Church Fathers, Day Eighty-Six: St. Augustine advises us to distinguish what’s important to be right about October 15, 2014

st_augustine_3Distinguish what’s important to be right about

St. Augustine tells us that we can be wrong about some things without causing any harm. What we can’t be wrong about is moral principles. It’s not bad in itself to think that someone is good when he’s actually an adulterer, but it’s quite another thing to think that adultery is good.

In some things, we are deceived in great matters; in others, small. In some of them no harm is done; in others, even good comes of it.
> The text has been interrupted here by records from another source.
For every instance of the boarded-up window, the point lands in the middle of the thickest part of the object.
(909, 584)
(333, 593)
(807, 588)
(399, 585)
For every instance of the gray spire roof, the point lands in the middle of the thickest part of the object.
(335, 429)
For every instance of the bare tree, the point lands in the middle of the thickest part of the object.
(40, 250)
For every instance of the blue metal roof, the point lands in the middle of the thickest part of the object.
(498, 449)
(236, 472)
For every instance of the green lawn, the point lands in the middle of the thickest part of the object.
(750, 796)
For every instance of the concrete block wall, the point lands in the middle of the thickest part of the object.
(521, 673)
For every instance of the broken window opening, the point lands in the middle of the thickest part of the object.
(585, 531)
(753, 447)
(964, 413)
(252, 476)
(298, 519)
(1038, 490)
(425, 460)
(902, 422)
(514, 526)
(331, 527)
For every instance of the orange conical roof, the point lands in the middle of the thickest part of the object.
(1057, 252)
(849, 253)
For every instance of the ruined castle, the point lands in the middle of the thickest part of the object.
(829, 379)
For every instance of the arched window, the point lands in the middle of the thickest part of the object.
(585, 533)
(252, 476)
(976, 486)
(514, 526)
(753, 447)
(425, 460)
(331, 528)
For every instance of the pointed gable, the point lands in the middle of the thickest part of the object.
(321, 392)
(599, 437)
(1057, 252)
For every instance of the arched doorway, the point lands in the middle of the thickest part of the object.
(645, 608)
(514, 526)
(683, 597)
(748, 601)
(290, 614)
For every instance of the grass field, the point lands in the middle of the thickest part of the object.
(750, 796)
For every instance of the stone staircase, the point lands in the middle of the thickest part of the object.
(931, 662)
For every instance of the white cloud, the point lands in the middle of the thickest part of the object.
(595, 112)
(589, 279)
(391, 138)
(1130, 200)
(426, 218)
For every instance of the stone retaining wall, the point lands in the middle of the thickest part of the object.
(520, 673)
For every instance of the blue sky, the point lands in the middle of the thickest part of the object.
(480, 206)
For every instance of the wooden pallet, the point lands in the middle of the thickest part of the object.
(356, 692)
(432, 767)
It is a great evil for a man to be deceived so as not to believe what would lead him to life eternal, or what would lead to eternal death. But it is a small evil to be deceived by believing a falsehood as the truth in a matter where one brings on himself some temporal setback which can then be turned to good use by being borne in faithful patience. Take the man who believes a bad man to be good, yet suffers no harm at his hand. He calls the man good on the basis of what he sup­posed him to be, and this is undoubtedly a good thing. Moreover, he calls adultery bad and chastity good. But he calls this particular man good in ignorance of the fact that he is an adulterer and not chaste.

But when I say that in such a case you may be deceived without suffering harm from it, or even may gain some benefit from it, I am not saying that error is not a bad thing. Error, in itself and by itself, whether a great error in great matters or a small error in small affairs, is always a bad thing. For who, except in error, denies that it is bad to approve the false as though it were the truth, or to disap­prove the truth as though it were falsehood, or to hold what is certain as if it were uncertain, or what is uncertain as if it were certain? It is one thing to suppose that this particular road is the right one when it is not. It is quite another thing that, from this error—which is a bad thing—something good actually turns out, such as being saved from the onslaught of wicked men.

St. Augustine, Enchiridion, 6


Do I hold fast to the teachings of the Church on moral questions?